Our immune system is the front line in our defence against COVID and it needs to be robust and strong. It is for these reasons that we need to dial down the stress levels in school during term time. I have heard plenty of stories this term of knowledgeable school leaders decreasing workload stress in school for staff as they know there is enough for them to be stressed about without workload adding to it.
We live in exceptional times and if there was ever the need to make exceptions to usual practice, it is now. Cut down on the asks of staff and recognise the stress from, for example, not being able to share the staff room together. This is the place where staff come to let off steam. How else is this steam being vented? How are we giving staff the chance to let off steam in a safe environment?

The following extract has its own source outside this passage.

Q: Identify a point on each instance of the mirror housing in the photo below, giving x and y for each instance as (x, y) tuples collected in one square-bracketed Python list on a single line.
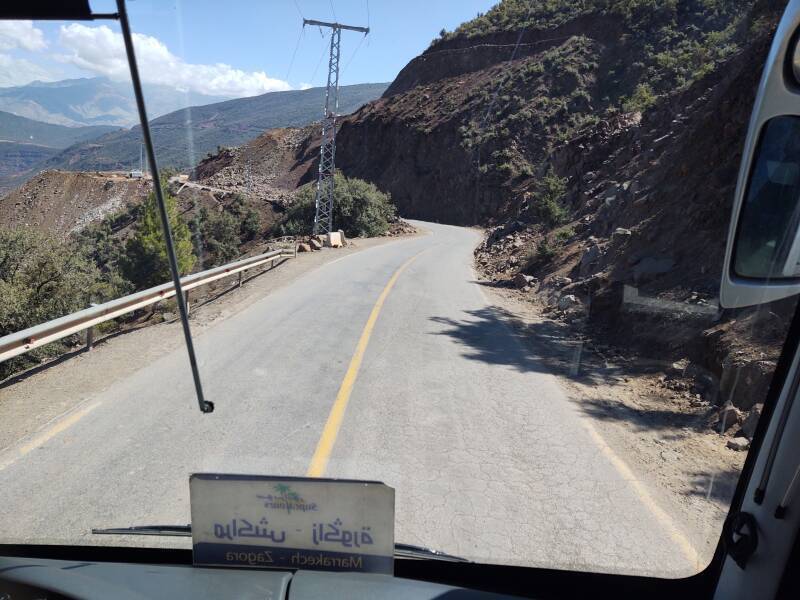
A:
[(762, 256)]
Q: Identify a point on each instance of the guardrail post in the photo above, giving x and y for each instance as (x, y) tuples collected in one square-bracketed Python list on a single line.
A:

More widely Local Authorities can, and I know are, dialling down their ask of schools. Similarly, schools do not need an impending Ofsted inspection adding to the stress. Schools need lifting, and an announcement of no inspections until the end of the pandemic would ease stress levels in school considerably and help to keep staff healthy. Ditto school tests and exams. By all means hand the tests to schools for their own internal use but we shouldn’t be comparing schools with schools when some of had less learning due to COVID and are working to all intents and purposes in a state of emergency.
This half term for me is critical and school leaders need to be supporting staff to nourish and rebuild their wellbeing. Many schools I know are closing the school gates for the entire week, but beyond that we need to be insisting that any schoolwork is kept to a maximum of one day.

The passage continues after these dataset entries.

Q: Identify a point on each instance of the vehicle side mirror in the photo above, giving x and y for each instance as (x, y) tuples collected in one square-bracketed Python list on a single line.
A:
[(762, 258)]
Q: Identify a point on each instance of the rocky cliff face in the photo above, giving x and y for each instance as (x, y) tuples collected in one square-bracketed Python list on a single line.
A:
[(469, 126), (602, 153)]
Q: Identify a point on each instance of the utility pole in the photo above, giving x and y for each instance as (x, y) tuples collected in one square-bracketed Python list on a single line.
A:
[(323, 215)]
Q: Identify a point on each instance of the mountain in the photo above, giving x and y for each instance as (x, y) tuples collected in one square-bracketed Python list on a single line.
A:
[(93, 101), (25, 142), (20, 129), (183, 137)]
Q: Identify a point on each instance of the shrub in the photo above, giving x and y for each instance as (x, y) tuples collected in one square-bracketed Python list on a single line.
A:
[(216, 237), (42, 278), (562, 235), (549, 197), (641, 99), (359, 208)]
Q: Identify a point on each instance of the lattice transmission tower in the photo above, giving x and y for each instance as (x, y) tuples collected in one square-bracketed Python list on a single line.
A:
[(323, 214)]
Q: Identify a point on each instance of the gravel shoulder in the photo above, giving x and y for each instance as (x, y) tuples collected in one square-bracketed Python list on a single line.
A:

Staff then need to treat themselves to things that nourish their immune system. If we don’t, then we can expect many more staff absences next half term and post-Christmas, and not necessarily for COVID reasons.

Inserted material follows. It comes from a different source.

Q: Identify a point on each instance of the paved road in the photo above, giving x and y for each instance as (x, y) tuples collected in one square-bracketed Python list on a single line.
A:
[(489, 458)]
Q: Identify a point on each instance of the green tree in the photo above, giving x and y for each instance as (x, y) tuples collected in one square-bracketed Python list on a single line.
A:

This half term, try to get quality sleep. I know the temptation is to have a few drinks to celebrate the end of a tough term, but alcohol impairs quality sleep so try to keep it light touch! Get outdoors as much as possible and get plenty of fresh air. For me, I will be focusing on redesigning my garden but for others a nice long walk along the beach or in the hills is so good for clearing your head. Get out into the autumn and take some photos to celebrate the beauty of the world we live in. These activities are not only great for mindfulness but help with the quality of your sleep.
The quality of the nutrition that we put into our bodies plays a significant part in building our immune system and our first line of defence to fight infection. This means plenty of fruit and vegetables and a good balance of what constitutes a healthy diet. Not to forget hydration which is equally key.
Although you won’t feel like it for the first few days of half term, try to get some exercise. It is so good for your mental health and wellbeing and building muscle mass is good for burning calories which is good for weight loss! Win, win!
The other thing is to make time for family and friends even if this is socially distanced or over zoom. Human contact is good for the soul and a key part of what makes us the sociable animals that we are.
For weeks now you have been focusing on what is in front of you and an immediate challenge. Try to take some time to plan for the future. Research holiday destinations and try to make plans that are not date dependent. I planted a huge number of bulbs in my garden last week and am really looking forward to seeing how they look in the spring.
Finally, I just want to take a moment to thank you for what you are doing in our schools up and down the country. I am full of admiration for what you are doing daily. You have met with an invisible foe and a challenge never seen in the education system before and are doing amazing things for your school communities.
It is time to stand down now for a short while and think of you.
Have a fantastic week and look after yourselves.